Recuerdo
la primera vez que visité el pueblo donde nació. Lo recorrimos poco a poco,
acompañados de la sonrisa colgada, ese día sí, de su rostro triste. Caminamos
sobre piedras, con el conocimiento de que estábamos pisando espacios antes
llenos de vida. A medida que nos adentrábamos en el pueblo decía: “eso de ahí
es el campanario que aún no ha caído del todo”, “esta era mi casa, ¿ves eso? –
gritaba señalando los escombros – era nuestro salón, donde comíamos los 8
alrededor de la mesa” “¿Y eso? La cuadra de nuestras vacas debía estar más o
menos aquí”. Su entusiasmo se mezclaba con la pena. Su seguridad nos mostraba su
memoria nítida, como si recreara un escenario 3D y lleváramos todos las gafas puestas
para visualizarlo como él lo recordaba, como él lo estaba viendo en realidad.
El pueblo de mi
padre está en ruinas. Abandonaron el Pirineo en los años 70. Bajaron todos
y se repartieron entre el Pre-Pirineo, otros valles o la ciudad. Dejaron el
terreno adueñado por las vacas que allí quedaron, algunas, abandonadas a su
suerte; por los lobos y el resto de animales que se hicieron reyes del lugar. Cargaron
sus enseres, todo lo que no debía quedarse allí. Tal vez sabedores de que ese
sitio dejaría de estar vivo. Hasta los topes, reloj de pared centenario, la
máquina de hacer chireta que pocos tenían. Herencias de montaña que debían
llegar a la civilización.
La Bastida de Bellera. Foto de TecnoFes. |
En todas las visitas
siguientes fuimos nosotros, sus hijos, los que ubicábamos las habitaciones, la
entrada de la casa o la plaza del pueblo. Todo desde el abrevadero que aún
utilizaban las vacas, desde donde avistábamos la zona siempre a nuestra
llegada. Justo bajar del coche nos iluminaba la famosa foto familiar en blanco
y negro que tanto conocíamos. Foto de la familia, con mi padre bien pequeño, que
siempre hemos tenido presente como el único retrato de los Riba.
La necesidad de explicar
esto surge de la lectura de un artículo
en el que ha participado María Sánchez.
Leerlo fue regresar a esa primera vez. “Cuando un pueblo muere, no viene nada
después. Desaparece una cultura, un patrimonio y unas costumbres adheridas a él”.

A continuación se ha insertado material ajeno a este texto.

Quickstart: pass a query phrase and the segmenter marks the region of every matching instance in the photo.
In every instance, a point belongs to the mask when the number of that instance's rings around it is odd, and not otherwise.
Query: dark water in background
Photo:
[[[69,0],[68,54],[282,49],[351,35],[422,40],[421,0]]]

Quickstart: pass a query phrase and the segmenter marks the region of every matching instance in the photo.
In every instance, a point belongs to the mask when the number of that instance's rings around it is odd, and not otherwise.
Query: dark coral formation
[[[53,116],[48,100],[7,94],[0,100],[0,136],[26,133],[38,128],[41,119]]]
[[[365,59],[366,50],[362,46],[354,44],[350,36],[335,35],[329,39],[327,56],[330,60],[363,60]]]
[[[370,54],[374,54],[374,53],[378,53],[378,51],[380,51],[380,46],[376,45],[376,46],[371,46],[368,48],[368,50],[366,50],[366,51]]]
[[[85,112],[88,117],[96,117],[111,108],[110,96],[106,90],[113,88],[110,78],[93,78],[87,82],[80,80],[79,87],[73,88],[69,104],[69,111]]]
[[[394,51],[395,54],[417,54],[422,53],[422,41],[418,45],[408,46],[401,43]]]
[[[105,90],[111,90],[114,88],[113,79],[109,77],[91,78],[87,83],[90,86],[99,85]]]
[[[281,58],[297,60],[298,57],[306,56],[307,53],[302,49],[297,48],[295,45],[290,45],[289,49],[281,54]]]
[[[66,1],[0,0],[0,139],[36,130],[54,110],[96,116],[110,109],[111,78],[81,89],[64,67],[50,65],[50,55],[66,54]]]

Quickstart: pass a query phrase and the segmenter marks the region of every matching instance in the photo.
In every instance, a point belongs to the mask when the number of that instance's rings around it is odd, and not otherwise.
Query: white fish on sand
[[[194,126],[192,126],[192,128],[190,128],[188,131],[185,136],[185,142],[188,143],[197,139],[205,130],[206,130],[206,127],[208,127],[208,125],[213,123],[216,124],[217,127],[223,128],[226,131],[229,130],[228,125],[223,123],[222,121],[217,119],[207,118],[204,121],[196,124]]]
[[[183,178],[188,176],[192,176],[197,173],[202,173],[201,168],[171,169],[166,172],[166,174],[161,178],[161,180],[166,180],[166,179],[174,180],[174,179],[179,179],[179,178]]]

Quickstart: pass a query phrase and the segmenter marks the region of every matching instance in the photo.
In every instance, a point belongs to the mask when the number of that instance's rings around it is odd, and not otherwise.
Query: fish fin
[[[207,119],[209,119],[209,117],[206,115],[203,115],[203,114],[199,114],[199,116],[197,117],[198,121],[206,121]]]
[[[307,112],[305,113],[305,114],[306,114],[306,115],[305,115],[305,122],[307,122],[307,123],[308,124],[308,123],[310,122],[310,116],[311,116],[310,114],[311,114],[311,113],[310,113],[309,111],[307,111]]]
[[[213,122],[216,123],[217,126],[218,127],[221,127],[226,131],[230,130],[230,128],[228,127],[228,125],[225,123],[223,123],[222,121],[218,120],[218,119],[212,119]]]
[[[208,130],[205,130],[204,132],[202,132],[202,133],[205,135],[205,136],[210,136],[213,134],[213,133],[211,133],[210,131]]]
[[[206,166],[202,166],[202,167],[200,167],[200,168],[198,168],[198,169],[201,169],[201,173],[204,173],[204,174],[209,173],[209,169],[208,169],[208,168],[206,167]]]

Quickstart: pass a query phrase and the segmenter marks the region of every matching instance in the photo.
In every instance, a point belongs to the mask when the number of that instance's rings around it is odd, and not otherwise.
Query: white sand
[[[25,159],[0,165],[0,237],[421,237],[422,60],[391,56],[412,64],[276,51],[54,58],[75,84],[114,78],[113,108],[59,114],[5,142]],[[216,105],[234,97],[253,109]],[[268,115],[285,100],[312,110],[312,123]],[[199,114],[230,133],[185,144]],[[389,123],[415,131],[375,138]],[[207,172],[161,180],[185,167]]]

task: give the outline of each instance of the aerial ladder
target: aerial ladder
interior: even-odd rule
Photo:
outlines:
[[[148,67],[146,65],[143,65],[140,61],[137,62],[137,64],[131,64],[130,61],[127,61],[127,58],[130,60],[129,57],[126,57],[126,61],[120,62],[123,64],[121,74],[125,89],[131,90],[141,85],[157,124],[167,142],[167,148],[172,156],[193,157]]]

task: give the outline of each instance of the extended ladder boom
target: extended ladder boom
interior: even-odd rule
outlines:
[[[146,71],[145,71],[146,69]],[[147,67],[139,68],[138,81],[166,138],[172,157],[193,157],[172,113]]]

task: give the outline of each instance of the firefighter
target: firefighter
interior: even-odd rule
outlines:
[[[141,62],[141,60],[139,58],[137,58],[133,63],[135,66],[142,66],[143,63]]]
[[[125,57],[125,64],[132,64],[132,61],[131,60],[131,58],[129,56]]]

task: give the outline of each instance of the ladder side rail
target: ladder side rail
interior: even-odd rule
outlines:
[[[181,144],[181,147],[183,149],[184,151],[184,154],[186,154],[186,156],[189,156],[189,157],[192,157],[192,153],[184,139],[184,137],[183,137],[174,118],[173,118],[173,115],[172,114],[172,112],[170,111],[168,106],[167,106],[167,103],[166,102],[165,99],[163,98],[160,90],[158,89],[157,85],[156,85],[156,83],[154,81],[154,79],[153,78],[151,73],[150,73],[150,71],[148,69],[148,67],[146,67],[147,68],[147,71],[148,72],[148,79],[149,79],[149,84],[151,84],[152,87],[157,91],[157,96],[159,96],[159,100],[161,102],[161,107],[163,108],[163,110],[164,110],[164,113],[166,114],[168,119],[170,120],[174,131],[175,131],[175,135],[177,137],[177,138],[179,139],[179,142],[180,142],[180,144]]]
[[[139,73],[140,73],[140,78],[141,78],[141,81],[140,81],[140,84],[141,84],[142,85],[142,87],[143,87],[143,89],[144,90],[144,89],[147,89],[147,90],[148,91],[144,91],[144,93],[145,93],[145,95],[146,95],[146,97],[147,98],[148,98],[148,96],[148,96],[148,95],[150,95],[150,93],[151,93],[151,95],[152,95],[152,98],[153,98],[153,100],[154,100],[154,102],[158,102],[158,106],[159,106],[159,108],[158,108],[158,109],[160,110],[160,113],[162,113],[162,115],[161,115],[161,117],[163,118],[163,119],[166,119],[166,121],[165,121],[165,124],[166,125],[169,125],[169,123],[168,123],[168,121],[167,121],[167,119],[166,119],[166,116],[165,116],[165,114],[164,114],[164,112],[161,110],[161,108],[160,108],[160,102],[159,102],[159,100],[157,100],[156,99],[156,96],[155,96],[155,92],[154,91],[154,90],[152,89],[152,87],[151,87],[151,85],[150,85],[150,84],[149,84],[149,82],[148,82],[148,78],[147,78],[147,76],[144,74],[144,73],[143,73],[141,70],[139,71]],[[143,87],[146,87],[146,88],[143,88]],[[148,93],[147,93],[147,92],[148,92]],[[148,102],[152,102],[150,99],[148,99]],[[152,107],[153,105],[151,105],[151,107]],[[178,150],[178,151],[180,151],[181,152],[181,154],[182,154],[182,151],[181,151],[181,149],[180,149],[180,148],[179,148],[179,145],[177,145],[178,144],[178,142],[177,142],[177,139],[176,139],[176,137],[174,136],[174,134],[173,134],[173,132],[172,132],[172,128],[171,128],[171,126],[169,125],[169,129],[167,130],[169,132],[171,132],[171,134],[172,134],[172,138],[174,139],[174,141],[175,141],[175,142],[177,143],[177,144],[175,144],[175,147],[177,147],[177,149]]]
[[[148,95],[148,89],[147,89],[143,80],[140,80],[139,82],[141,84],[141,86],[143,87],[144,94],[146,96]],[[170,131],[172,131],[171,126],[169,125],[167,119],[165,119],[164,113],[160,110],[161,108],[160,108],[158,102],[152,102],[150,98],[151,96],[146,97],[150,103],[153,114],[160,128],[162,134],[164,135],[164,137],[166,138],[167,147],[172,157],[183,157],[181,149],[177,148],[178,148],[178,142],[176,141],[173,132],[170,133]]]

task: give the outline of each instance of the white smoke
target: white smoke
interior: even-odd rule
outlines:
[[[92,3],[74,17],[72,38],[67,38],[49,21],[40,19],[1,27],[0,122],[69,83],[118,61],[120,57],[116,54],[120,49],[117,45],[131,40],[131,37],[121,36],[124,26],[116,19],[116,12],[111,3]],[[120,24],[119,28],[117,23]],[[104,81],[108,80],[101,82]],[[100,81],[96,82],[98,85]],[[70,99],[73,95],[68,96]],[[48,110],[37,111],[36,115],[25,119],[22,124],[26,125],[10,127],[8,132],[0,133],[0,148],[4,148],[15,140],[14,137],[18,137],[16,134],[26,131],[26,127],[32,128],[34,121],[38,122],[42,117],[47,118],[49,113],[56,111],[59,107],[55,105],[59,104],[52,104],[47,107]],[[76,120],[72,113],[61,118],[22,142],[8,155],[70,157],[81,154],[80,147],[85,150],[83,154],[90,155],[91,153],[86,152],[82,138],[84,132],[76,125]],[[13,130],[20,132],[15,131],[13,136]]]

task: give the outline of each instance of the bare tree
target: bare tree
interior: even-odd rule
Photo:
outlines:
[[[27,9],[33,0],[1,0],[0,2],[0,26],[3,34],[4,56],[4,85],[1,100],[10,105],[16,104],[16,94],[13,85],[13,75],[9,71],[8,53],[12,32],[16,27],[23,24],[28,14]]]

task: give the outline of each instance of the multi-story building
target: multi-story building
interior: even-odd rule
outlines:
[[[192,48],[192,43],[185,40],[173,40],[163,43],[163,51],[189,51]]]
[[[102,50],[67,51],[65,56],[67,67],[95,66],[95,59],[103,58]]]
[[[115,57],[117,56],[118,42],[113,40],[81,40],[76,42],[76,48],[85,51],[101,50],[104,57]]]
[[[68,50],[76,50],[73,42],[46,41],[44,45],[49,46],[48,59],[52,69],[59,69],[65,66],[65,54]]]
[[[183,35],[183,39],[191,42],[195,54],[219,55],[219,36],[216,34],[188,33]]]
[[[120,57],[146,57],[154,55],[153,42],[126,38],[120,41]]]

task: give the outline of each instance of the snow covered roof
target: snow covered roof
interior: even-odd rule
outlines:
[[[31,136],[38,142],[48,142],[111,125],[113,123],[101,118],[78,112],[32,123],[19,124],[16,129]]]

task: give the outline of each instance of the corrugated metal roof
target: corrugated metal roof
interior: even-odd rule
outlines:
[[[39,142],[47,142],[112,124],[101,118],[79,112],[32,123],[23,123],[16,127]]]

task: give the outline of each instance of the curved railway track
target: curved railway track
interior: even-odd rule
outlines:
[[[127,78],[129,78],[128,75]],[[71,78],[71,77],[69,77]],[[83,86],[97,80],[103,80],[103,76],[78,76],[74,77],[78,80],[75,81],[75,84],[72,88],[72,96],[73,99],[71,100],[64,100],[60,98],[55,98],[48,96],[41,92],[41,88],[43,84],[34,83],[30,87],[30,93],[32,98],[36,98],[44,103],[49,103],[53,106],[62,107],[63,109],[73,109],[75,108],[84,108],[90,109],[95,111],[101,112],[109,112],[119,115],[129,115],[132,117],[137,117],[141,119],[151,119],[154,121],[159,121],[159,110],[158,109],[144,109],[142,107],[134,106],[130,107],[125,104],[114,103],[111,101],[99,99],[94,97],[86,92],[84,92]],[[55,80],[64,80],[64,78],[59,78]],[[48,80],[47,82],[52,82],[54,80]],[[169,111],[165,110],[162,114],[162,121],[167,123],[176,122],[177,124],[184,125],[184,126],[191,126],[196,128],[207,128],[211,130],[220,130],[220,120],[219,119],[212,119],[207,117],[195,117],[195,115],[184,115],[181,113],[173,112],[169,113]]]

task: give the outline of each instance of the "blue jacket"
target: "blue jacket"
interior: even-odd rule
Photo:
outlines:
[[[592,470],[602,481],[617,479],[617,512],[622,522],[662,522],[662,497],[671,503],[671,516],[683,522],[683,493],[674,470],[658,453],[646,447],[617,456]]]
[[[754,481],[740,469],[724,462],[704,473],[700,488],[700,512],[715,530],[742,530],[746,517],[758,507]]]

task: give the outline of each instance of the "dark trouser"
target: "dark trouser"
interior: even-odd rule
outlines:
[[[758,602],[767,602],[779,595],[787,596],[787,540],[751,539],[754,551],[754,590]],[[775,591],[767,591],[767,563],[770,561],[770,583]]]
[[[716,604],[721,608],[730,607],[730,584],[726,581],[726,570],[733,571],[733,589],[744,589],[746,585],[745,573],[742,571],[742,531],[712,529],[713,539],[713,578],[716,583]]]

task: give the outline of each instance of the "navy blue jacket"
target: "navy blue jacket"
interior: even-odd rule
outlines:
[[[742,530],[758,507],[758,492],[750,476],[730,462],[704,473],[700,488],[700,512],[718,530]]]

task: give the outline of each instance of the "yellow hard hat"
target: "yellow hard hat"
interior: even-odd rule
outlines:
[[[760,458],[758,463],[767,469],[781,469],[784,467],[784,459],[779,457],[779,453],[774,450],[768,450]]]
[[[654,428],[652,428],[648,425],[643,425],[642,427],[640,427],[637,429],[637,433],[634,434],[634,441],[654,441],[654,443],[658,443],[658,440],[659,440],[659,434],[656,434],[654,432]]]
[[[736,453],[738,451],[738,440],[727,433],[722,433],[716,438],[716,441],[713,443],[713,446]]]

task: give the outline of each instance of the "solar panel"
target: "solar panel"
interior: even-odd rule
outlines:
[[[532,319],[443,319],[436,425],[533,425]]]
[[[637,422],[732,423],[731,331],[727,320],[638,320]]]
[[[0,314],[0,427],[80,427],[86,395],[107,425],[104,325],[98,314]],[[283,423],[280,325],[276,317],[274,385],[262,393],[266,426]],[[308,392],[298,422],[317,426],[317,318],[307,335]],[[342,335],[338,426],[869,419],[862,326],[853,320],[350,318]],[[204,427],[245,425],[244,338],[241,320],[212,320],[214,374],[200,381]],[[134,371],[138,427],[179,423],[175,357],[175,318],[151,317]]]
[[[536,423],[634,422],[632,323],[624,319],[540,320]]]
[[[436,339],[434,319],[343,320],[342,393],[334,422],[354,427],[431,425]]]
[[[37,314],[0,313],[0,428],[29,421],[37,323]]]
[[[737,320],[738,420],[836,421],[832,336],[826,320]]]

Con los años tuvo lugar una reunión de los descendientes del Pallars. Entre
todos decidieron declarar la zona patrimonio rústico, lo que significaba que
dejaba de ser edificable, reconstruible o habitable. La decisión suponía que
debía dejarse caer, que el tiempo no respetaría el recuerdo en pie, sino que
habría que hacer un puzle individual para su recuerdo. Pagar menos impuestos se
antepuso a que continuara siendo un pueblo vivo. Mantenerlo en la distancia del
presente suponía aceptar no poder rememorar el pasado sino montarlo como un
collage, como lo aprendimos nosotros de niños.
El texto apunta cómo la
pérdida de la personalidad de un pueblo aparece por la dejadez, por el abandono,
porque los que van/vamos de visita no aportamos el valor, el producto, la vida
que necesita para no extinguirse. Aquellos montañeses se rindieron. No lucharon
por mantener las piedras en pie, no aceptaron sacrificios para conseguir que el
campanario restara intacto. Aprendieron de memoria qué forma representaban
antaño los cascotes. Los hijos de todos ellos
asimilamos cada espacio como el propio de nuestro apellido, cada montículo como
el inicio de cada una de las sagas.
Pirineo catalán, verano 2015. |
Quin greu aquests pobles perduts! Menys mal que algú encara els guarda a la memòria! M’has ensenyat un menjar que desconeixía i he buscat: chireta
ResponderEliminarEva! a Catalunya, girella! N'has de menjar ;) manjar de Dioseesssss ;)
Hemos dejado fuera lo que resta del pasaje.